Sounds great. Can't wait to see some photos of it, when you get it 👍


----------



## millns84 (Jul 5, 2009)

Isn't the Adam just a tarted up Fiat 500 anyway? So we basically have Fiat, Ford and now Vauxhall selling the same basic car...almost as bad as VAG :tumbleweed:


----------



## ivor (Sep 24, 2008)

Driven an fiat 500 sorry but the interior screams GAY or female I recently had a brand new Cooper SD and it surprised me for being a diesel it shifted and felt more planted on the road than my cooper works ,I took the car on a good test run down to Warrington then York back to Warrington and Back to Aberdeen and it never really got uncomfortable the run back hoem was done in one hit after filling up in Warrington buy the time i got to Aberdenn the fuel light just lite up which was about 350miles and for an extra 3k I know what i would buy especially as they retain the value


----------



## t1mmy (Dec 9, 2006)

Here's ours...


----------



## davo3587 (May 9, 2012)

Looks very nice


----------



## uruk hai (Apr 5, 2009)

I'm not a Vauxhall man anymore but I like the look of that, quirky but subtle.


----------



## T.D.K (Mar 16, 2011)

I do quite like the Adam but Vauxhall's paint quality terrifies me. My 2012 Astra GTC had approximately 30+ stone chips on front bumper and bonnet and many more road rash marks on drivers/passengers door in 15,000 miles.

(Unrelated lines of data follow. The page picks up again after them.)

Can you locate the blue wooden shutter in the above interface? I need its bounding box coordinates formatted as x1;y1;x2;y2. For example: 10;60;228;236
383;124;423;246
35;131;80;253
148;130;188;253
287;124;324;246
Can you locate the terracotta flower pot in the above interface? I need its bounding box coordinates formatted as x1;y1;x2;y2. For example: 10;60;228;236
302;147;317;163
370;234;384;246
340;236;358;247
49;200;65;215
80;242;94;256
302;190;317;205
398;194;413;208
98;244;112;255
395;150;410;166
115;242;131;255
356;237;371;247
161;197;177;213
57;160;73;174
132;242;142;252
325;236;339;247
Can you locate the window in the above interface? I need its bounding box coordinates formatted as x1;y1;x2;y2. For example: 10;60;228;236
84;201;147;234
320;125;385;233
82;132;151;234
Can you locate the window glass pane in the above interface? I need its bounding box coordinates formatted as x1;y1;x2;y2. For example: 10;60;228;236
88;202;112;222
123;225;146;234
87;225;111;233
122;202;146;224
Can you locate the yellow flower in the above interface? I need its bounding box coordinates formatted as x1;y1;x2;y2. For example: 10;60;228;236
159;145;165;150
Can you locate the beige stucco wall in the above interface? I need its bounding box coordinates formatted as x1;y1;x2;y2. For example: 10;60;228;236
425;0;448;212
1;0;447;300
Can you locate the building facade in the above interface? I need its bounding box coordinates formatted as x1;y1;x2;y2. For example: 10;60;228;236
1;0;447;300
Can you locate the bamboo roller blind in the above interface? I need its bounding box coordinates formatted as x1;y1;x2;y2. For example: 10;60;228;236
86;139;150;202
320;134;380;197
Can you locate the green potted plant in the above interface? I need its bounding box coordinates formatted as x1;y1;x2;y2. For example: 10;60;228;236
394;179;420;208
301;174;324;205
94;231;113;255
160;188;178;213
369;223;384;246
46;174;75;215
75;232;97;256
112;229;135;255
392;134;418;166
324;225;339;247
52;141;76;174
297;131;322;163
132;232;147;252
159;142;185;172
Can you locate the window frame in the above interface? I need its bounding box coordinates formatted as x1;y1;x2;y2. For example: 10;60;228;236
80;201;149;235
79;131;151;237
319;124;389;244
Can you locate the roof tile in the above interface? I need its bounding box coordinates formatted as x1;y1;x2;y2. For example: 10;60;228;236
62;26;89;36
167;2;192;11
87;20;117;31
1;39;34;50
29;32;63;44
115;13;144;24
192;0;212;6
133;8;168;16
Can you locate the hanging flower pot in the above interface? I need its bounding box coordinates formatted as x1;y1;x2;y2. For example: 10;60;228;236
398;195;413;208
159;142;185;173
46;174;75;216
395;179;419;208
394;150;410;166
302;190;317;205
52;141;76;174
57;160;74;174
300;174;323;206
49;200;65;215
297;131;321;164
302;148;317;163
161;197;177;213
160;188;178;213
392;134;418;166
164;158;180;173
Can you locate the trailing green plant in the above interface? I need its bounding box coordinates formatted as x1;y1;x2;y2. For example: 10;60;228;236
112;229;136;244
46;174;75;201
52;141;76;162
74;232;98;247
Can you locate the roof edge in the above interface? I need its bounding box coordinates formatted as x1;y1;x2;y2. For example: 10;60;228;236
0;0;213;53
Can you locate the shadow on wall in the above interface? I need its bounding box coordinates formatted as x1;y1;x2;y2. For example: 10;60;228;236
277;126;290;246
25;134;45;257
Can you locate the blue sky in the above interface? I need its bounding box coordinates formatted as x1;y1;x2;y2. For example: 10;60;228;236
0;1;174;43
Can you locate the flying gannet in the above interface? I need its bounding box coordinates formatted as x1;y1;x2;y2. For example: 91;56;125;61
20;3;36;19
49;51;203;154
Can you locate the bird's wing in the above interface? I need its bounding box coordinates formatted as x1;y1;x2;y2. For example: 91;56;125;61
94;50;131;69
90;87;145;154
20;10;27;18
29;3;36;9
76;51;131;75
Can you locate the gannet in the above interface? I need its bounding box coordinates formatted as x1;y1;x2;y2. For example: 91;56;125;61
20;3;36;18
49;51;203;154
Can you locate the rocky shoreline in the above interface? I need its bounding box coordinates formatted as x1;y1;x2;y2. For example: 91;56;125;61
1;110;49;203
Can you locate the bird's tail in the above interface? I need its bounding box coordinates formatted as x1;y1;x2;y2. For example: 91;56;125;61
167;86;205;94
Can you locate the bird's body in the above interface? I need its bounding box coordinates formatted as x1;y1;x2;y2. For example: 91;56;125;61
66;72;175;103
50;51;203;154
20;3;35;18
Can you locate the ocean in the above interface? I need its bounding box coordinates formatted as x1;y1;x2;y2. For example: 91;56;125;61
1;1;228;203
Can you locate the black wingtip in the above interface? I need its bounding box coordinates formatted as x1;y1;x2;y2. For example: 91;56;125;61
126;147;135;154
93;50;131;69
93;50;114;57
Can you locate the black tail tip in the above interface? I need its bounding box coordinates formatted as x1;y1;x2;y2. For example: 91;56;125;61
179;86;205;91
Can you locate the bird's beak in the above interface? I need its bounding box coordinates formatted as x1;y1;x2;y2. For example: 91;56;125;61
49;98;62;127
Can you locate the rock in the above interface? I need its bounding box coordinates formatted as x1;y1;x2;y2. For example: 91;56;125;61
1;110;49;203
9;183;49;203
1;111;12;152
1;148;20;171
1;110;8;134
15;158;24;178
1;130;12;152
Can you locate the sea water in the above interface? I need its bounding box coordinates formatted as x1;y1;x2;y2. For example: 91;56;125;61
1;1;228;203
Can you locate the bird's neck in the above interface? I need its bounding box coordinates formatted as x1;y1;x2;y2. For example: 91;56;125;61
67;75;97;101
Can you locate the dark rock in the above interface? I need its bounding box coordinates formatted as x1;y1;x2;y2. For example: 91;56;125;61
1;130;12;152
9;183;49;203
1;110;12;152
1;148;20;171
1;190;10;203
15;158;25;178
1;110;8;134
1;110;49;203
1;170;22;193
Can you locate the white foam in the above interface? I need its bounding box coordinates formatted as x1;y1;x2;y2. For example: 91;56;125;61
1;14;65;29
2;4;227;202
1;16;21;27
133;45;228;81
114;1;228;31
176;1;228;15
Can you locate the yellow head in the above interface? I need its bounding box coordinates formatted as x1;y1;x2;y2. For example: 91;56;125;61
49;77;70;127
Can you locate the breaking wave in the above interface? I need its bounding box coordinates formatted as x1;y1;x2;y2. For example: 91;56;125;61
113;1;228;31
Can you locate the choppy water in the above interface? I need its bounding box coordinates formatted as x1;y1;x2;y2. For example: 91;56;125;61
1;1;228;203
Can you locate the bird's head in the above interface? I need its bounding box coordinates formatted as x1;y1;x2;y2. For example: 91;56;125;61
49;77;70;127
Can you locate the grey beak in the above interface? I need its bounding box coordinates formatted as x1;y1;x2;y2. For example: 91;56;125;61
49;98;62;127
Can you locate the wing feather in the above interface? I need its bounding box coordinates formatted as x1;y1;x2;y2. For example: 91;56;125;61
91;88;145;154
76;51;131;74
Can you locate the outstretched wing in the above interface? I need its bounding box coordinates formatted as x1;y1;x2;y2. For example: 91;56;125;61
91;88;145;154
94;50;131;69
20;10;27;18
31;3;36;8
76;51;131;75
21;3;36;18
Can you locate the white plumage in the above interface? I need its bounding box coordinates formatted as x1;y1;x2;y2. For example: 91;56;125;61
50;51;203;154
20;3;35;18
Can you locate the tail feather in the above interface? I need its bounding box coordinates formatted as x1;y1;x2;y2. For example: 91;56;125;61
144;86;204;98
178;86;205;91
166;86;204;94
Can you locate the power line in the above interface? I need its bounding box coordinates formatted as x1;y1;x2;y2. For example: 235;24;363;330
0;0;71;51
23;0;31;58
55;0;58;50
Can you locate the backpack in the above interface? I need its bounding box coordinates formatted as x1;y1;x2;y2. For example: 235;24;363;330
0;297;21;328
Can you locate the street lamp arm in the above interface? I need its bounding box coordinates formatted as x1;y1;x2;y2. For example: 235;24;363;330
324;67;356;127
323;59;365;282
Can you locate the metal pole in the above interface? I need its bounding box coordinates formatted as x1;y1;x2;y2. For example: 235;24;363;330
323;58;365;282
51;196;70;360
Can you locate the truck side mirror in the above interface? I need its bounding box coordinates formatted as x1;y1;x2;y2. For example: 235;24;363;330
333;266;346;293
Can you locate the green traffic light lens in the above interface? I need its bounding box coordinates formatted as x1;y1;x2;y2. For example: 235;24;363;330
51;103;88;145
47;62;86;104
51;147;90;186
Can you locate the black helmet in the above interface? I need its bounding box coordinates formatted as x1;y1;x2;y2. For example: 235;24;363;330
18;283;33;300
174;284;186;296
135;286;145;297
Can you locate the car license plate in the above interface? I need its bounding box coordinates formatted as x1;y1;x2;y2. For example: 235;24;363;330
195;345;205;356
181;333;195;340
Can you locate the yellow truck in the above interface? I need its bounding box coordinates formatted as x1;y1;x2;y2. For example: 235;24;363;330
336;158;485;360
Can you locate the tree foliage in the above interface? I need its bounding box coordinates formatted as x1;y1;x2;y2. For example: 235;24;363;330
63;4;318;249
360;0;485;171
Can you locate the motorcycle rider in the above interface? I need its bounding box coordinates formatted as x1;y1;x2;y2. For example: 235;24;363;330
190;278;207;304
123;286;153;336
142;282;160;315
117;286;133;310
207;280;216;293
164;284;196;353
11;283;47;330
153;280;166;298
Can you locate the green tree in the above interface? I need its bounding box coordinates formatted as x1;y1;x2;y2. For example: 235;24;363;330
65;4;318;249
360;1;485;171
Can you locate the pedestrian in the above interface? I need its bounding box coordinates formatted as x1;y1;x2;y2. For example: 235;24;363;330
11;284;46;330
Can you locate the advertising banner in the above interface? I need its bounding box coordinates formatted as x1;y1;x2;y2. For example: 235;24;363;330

I sold it purely because I couldn't enjoy detailing the car any more.

3500 miles in my new ST and I have two small chips on the front bumper. Ford paint is tough :thumb:


----------



## ALTEA (Dec 23, 2005)

millns84 said:


> Isn't the Adam just a tarted up Fiat 500 anyway? So we basically have Fiat, Ford and now Vauxhall selling the same basic car...almost as bad as VAG :tumbleweed:


Nope fiat 500 is based on ford ka. I think adam has same platform as corsa.


----------



## ALTEA (Dec 23, 2005)

T.D.K said:


> I do quite like the Adam but Vauxhall's paint quality terrifies me. My 2012 Astra GTC had approximately 30+ stone chips on front bumper and bonnet and many more road rash marks on drivers/passengers door in 15,000 miles.
> 
> I sold it purely because I couldn't enjoy detailing the car any more.
> 
> 3500 miles in my new ST and I have two small chips on the front bumper. Ford paint is tough :thumb:


Can't say that the paint quality is bad but it is on the soft side which is not helped by dealers not having a clue how to prep cars. I've just spent the last 2 days removing the horrendous swirls from our adam caused by the dealer. Even the pre registered cars on the fourcourt with 10 miles on the clock were plastered in swirls. With the right care from now on it should be fine.


----------